When evaluating your total cost of goods sold (COGS), I highly recommend using a weighted average cost of goods for your pro forma modeling versus a plain (mean) average. In other words, estimate how much sales you anticipate per style, and assign that same percentage of cost. For example, let’s say you plan on four flagship styles: An IPA, a Pilsner, a Berliner, and a stout. You expect your sales to be 40% IPA, 25% Pilsner, 20% Berliner, and 15% stout (for a total of 100%). Looking at your recipe costs, apply 40% to your IPA cost, 25% to your Pilsner cost, 20% to your Berliner cost, and 15% to your stout cost, then add those four up. The total will be your weighted average cost of goods. Use that weighted average for your cost projections. What if you don’t know your cost per style with any great degree of precision? Then determine your most expensive style and apply that cost to your entire model. In this example, the IPA will cost you the most between those four (just the hops alone), so apply your IPA cost to your entire financial model. The point here is that using a plain average versus weighted average when modeling numbers for the craft beer industry is a dangerous beast. On a nano scale you set yourself up for challenges in cash flow management and production planning that may become too difficult to surmount early on. The more accurately you calculate your gross margin, the better your chances of charting a financially feasible course for your nano’s future.

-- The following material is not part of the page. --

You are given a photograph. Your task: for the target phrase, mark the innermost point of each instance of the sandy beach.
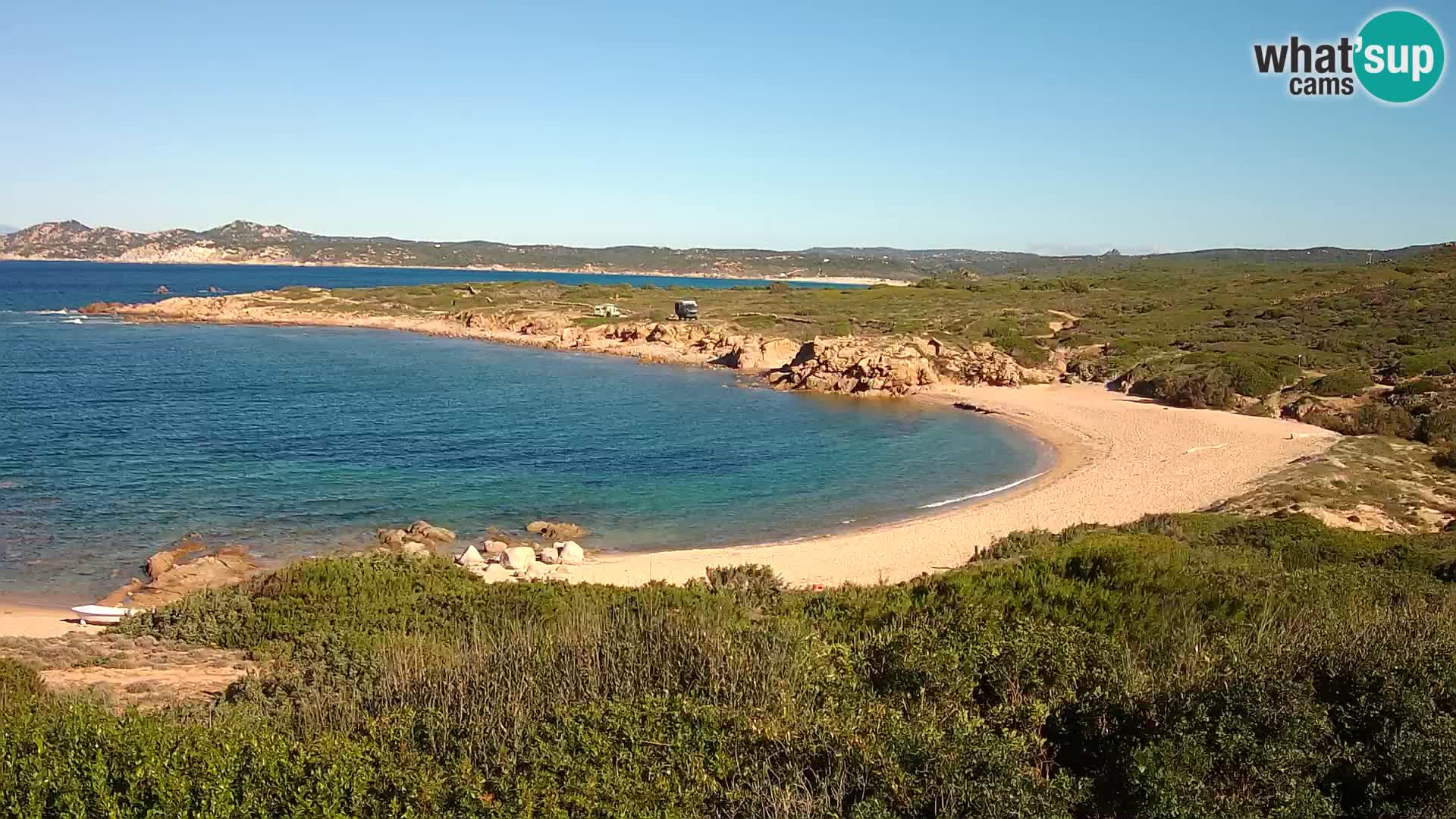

One final point to address here is excise taxes. Excise taxes are a cost of sale versus a cost of production. You do not incur excise tax until the finished beer is removed for consumption or sale. Therefore, it is not included as part of a cost of production, but rather as a part of sales, general, and administrative costs.

Final Thoughts

Startup breweries, especially nanos, tend to spend too little time planning for the business side of their operation. The equipment costs significantly less compared to a 15-BBL brewhouse with distribution aspirations, so the barrier to entry is quite low. Couple that with aspirations of pint sales profitability, and all of a sudden we are led by romantic aspirations of a lifestyle business versus pragmatic thinking. Make sure you spend enough time planning for all your anticipated fixed and variable expenses, understanding the relationship between the two and calculate your breakeven range before diving right in with your TTB application. Remember that hope is not a strategy. A well-crafted understanding of your COGS is a much better place to start.